PARIS — A Black lawmaker in France said Friday he was “deeply hurt” by a racist remark a far-right member of the French parliament made during a legislative session, a comment that has received condemnation from across the political spectrum.

Gregoire de Fournas of the far-right National Rally party was heard shouting the words “return to Africa” at his fellow lawmaker as Carlos Martens Bilongo was challenging the French government Thursday about migrants stranded at sea.

Other politicians, including France’s president, said they were shocked by de Fournas’ remark, which raised new questions about xenophobia on the far right and in other parts of French society.

His words prompted an immediate uproar in the National Assembly, leading the legislative chamber’s president to suspend the session and launch an investigation. A meeting of the National Assembly’s managing body was set for Friday afternoon to discuss potential sanctions.

Due to the uproar and the muffling of the words, it was unclear whether de Fournas said Bilongo should return to Africa or the migrants should.

De Fournas said he was referring to Europe-bound migrants rescued at sea and not, as some understood, to his fellow lawmaker.

“I fully stand by my comments about the anarchic migratory policies of our country,” he tweeted Friday.

French anti-racism groups stressed that either way, the remark echoed the familiar invective of Black people being told to go back to Africa, regardless of where they were born or held citizenship.

French group SOS Racisme called it “the true face of the far-right: that of racism.” The group’s president, Dominique Sopo, said that no matter what de Fournas exactly said, “obviously, they are extremely violent comments.”

Speaking Friday on French news broadcaster BFM TV, Bilongo called for de Fournas’ resignation.

He said he received thousands of messages following the incident from people telling him that they hear similar comments in their daily lives. The words “speak to many French who felt hurt,” Bilongo said.

Bilongo, a member of the hard-left France Unbowed, took part in a gathering Friday near the National Assembly called by his party in a show of support.

“I’m torn between joy and sadness,” Bilongo said. “Because I received many messages of support overnight … (,) because I see all these faces here showing solidarity with me.”
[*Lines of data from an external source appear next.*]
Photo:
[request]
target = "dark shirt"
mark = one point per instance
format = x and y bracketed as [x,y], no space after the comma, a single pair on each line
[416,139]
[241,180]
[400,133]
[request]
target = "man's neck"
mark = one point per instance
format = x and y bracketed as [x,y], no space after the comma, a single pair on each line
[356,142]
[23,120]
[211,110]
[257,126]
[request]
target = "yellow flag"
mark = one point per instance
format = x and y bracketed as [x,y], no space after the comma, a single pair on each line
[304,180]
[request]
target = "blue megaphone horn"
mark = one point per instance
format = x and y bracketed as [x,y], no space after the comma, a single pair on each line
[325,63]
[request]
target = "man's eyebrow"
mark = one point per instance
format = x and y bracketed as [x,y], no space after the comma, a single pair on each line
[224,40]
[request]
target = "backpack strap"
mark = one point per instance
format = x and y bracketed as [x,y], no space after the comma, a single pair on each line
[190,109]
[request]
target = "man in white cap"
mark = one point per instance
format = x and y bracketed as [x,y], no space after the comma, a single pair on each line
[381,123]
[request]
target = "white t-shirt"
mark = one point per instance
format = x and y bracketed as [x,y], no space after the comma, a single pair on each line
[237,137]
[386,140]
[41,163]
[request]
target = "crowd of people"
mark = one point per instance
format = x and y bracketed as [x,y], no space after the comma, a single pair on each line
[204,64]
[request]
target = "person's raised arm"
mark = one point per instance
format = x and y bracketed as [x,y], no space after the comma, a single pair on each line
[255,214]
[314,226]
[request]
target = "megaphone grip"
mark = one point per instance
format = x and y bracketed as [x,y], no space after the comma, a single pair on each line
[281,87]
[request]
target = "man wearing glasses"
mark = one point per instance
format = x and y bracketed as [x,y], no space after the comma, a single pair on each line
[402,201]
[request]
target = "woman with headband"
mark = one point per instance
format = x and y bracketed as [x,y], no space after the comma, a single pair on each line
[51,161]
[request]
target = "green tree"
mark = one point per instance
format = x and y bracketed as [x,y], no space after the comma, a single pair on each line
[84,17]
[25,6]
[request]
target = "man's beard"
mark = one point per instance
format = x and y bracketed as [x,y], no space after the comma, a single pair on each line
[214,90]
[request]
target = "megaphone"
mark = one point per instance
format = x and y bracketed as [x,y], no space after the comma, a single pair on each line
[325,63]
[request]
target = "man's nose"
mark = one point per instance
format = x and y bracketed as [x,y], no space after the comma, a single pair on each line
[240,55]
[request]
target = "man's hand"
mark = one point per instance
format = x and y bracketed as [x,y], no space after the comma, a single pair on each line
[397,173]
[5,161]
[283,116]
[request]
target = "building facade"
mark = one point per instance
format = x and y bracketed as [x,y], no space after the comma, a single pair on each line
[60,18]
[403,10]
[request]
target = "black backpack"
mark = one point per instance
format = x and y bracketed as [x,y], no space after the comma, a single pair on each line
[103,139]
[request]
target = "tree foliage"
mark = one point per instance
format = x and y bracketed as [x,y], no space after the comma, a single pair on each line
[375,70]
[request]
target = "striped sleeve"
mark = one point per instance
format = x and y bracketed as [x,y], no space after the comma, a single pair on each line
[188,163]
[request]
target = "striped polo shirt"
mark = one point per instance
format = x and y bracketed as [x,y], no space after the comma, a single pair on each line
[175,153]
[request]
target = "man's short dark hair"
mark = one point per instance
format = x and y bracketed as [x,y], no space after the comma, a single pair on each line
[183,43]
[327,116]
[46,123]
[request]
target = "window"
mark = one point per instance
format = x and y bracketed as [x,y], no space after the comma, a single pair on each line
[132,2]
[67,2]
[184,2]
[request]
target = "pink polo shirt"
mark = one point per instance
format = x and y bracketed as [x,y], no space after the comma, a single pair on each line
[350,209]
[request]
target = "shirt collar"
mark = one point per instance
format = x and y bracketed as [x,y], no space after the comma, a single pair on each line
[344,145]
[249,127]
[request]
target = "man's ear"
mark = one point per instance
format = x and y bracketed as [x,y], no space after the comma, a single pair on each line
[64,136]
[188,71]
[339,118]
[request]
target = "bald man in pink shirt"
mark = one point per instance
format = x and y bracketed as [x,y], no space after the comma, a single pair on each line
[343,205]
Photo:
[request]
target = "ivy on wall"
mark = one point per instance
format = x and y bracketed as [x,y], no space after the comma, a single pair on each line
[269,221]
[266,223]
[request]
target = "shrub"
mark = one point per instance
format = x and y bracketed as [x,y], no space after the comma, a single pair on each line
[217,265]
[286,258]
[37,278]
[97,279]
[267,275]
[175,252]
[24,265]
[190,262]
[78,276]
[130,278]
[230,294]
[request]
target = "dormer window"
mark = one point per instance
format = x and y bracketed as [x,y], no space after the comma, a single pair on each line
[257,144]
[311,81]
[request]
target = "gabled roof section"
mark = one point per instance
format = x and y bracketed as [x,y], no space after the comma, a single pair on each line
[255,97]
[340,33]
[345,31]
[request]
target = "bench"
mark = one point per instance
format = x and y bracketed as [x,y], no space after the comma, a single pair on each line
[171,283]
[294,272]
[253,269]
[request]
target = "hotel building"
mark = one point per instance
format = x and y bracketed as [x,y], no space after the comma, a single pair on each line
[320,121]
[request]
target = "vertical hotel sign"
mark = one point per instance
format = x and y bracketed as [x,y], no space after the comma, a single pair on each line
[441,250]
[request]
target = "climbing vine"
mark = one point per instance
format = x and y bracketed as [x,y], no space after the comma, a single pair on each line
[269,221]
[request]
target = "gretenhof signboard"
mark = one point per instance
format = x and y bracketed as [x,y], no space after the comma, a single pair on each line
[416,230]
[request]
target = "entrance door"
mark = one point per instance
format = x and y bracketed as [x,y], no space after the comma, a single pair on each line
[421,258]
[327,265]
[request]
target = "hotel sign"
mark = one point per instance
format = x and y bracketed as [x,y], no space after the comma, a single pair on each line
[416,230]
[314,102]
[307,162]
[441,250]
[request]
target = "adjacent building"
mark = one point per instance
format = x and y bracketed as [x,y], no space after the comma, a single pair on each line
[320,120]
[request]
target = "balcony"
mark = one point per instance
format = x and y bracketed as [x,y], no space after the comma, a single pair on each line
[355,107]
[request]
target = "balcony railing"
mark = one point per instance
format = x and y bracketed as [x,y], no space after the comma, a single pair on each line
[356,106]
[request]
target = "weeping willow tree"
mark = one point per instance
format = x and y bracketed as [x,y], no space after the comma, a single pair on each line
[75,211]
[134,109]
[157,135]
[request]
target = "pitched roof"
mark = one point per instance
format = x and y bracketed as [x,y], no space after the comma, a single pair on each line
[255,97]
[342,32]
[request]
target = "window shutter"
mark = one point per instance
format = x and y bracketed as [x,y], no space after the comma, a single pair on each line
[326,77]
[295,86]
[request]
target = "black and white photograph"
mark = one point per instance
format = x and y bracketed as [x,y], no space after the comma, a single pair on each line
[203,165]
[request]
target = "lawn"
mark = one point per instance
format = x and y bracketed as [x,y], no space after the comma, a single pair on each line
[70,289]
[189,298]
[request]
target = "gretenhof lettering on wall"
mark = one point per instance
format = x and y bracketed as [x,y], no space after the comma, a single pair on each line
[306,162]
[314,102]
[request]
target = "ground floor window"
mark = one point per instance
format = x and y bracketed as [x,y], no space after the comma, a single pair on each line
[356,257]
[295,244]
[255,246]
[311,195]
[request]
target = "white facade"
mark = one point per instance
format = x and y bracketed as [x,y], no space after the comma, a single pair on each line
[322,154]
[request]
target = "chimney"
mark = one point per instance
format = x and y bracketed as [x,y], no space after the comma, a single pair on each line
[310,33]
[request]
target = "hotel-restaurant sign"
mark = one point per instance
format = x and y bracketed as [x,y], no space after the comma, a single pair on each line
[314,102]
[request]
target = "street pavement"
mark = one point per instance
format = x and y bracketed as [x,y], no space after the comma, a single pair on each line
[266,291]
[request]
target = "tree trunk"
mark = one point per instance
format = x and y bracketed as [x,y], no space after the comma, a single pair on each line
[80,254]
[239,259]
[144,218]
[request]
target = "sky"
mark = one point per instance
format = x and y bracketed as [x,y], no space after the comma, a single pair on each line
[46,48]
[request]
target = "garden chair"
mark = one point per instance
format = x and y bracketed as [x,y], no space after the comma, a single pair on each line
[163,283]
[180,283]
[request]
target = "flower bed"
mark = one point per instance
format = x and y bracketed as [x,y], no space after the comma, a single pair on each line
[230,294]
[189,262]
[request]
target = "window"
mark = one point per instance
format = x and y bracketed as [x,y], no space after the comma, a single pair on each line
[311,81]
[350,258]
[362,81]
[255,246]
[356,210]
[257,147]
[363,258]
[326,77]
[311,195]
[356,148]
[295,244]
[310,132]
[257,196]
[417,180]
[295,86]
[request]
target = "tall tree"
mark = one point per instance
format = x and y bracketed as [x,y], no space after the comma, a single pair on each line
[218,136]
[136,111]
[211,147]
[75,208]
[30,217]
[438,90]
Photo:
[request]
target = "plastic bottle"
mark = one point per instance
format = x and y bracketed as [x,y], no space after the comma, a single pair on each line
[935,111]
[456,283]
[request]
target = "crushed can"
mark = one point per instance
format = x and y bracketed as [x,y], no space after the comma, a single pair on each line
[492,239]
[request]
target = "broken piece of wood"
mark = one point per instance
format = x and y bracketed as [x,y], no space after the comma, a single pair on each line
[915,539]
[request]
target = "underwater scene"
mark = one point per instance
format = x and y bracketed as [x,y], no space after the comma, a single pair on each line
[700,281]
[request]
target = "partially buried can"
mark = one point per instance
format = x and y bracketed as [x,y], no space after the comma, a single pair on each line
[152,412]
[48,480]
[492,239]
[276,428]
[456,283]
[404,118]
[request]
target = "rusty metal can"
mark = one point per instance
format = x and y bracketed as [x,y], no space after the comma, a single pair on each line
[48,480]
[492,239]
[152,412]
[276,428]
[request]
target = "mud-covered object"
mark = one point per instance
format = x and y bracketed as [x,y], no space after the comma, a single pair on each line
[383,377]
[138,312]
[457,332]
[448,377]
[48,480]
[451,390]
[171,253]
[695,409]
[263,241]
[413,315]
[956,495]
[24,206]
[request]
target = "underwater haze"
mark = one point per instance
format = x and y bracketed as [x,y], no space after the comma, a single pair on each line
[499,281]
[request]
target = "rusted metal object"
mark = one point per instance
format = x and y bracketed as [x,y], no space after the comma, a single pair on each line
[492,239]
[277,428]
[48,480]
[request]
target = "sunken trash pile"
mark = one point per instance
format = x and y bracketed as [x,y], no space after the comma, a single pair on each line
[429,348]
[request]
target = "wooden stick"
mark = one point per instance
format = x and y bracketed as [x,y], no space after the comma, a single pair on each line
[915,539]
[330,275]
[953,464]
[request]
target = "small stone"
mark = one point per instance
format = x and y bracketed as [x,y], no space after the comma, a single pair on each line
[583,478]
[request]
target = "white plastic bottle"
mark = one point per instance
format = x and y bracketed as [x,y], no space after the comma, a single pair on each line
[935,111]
Bilongo praised the immediate reaction of anger shown by a large majority of lawmakers from across the political spectrum.

The International League Against Racism and Anti-Semitism condemned the comment as “disgusting” and showing “blatant inhumanity.”

The Movement against Racism and for Friendship between People, or MRAP, described the remark as “revolting.”

“The National Rally remains, despite some efforts to normalize this far-right party, deeply racist and xenophobic,” it said.

The Elysee presidential palace said President Emmanuel Macron was shocked by words he considered “unacceptable in or outside” the assembly.

French Interior Minister Gerald Darmanin said he was “extremely shocked,” telling BFM TV it was the first in his 15 years of political life that he heard such “ignominious” words in parliament.

The National Rally is the party of far-right leader Marine Le Pen, who lost her third bid for the French presidency to Macron in April. The subsequent legislative elections led to a major breakthrough for the party, which won 89 seats in the 577-member National Assembly, up from a previous total of eight.

Le Pen tweeted that de Fournas was “obviously speaking about the migrants transported in ships by NGOs.”

“The controversy created by our political adversaries is gross and won’t deceive the French,” she said.

In the past decade, Le Pen has sought to make her party more palatable to the mainstream right, striving to remove the stigma of racism and antisemitism that clung to the party under her now-ostracized father, Jean-Marie Le Pen.

The National Rally’s members are scheduled to gather Saturday in Paris to choose the new head of the party. Le Pen has said she plans to focus on leading the party’s lawmakers in the National Assembly.